Key point: For personal sites, the three signals to nail are what you do, proof you can do it, and how to reach you.

Cross-industry best practices

✅ Do

  1. Pack the top description with essential facts — site name, location, focus area, unique value
  2. Keep categories to 5–7 — more than that and the AI struggles to grasp the structure
  3. Add a one-line description to every page — title alone isn't enough
  4. Use absolute URLs — never relative paths
  5. Stay shallow — H2 with lists is the sweet spot; avoid deep H3/H4 nesting

❌ Don't

  1. Don't list every page — llms.txt isn't a sitemap; stick to key pages
  2. Don't use marketing hyperbole — "industry leader," "the only," and similar phrases get flagged
  3. Don't let it go stale — outdated llms.txt signals a dead site
  4. Don't skip llms-full.txt — if you have bandwidth, add a detailed companion file
  5. Don't forget to verify — load /llms.txt in a browser after deployment

How to install llms.txt

Once you have your file ready:

  1. File name must be exactly llms.txt (lowercase, plural)
  2. Place at your domain root: https://yourdomain.com/llms.txt
  3. Serve with Content-Type: text/plain; charset=utf-8
  4. Confirm robots.txt isn't disallowing it
  5. Hit yourdomain.com/llms.txt in a browser to verify it's live

FAQ

How is llms.txt different from sitemap.xml?

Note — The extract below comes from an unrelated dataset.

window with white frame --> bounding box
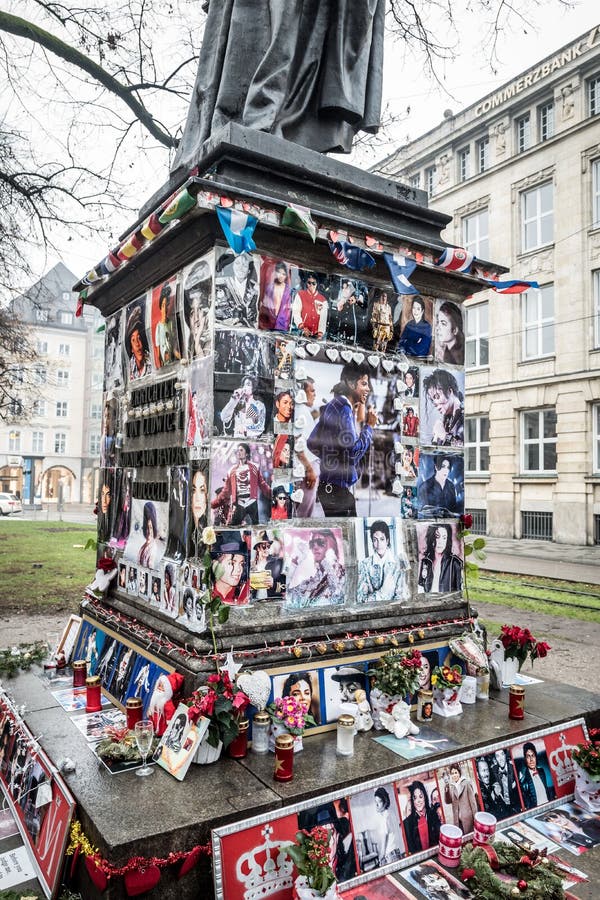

sitemap.xml provides a machine-readable list of all page URLs for search engines. llms.txt is a human-readable summary of your site's main pages that helps an AI understand who you are. Ideally you publish both.

Can I use these templates as-is?

Swap in your own site name, URLs, and descriptions before publishing. AIs detect duplicate patterns, so identical llms.txt files across multiple sites could hurt your credibility signals.

I published llms.txt but I'm still not cited by AI — why?

llms.txt is just the key that unlocks the door. Also check whether GPTBot, ClaudeBot, and PerplexityBot are allowed in your robots.txt, and whether your structured data and content quality are in shape. You can verify all 11 GEO items at once with IndexReady.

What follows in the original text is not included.